Comment est évalué le préjudice d'affection ?

Le préjudice d'affection répare la douleur morale liée à la perte. Son évaluation tient compte de la proximité du lien, du quotidien partagé et des circonstances du décès. Les montants varient selon chaque situation et sont appréciés au cas par cas ; aucun barème ne saurait être présenté comme automatique.

Quels sont les délais pour agir ?

Les délais dépendent de l'origine du décès et du régime applicable (assureur, CIVI, ONIAM, accident du travail).
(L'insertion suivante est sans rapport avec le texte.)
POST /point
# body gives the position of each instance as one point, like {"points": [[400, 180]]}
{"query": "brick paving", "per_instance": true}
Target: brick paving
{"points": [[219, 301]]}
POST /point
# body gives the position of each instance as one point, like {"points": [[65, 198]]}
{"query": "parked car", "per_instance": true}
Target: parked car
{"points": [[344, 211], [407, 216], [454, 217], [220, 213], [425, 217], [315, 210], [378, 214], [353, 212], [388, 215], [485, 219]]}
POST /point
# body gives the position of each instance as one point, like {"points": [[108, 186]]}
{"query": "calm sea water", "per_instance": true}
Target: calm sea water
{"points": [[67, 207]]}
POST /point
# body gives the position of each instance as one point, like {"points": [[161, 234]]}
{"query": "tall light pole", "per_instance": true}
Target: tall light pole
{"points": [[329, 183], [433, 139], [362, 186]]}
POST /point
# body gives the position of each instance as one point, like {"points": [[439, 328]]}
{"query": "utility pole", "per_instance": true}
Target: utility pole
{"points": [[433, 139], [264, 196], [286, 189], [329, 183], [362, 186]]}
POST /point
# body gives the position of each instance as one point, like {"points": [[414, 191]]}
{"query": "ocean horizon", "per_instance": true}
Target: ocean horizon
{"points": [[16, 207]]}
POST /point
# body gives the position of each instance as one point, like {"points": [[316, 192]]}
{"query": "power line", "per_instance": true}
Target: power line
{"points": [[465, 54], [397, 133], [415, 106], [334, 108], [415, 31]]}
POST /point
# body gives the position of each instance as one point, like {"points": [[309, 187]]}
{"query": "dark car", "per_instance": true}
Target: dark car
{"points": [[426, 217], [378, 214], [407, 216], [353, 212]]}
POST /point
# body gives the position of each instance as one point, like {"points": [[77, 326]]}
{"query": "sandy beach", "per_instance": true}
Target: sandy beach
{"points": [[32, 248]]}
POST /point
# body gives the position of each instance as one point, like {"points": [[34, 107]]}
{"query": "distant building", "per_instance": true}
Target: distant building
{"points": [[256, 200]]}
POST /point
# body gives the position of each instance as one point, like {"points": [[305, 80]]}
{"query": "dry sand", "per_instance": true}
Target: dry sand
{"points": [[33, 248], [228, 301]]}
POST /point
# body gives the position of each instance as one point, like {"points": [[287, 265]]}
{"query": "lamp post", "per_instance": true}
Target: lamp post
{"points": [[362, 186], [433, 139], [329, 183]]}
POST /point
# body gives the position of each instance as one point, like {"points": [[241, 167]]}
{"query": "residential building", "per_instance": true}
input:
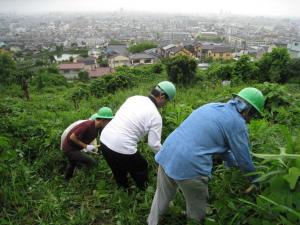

Certaines procédures imposent des délais courts. Il est donc recommandé de consulter rapidement afin de préserver l'ensemble de vos droits et de ne manquer aucune échéance.

Que faire en cas de décès sur la route ?

Lorsqu'un décès résulte d'un accident de la circulation, l'indemnisation relève généralement de la loi Badinter et de l'assureur du véhicule impliqué. En l'absence d'auteur identifié ou assuré, le FGAO peut intervenir. Un accompagnement permet de vérifier l'étendue de l'offre et de défendre tous les préjudices des proches.

Les frais d'obsèques sont-ils indemnisés ?

Oui. Les frais d'obsèques engagés par la famille font partie des postes indemnisables, sur présentation des justificatifs, au même titre que d'autres frais divers liés au décès. Ils s'ajoutent aux préjudices d'affection, d'accompagnement et économique.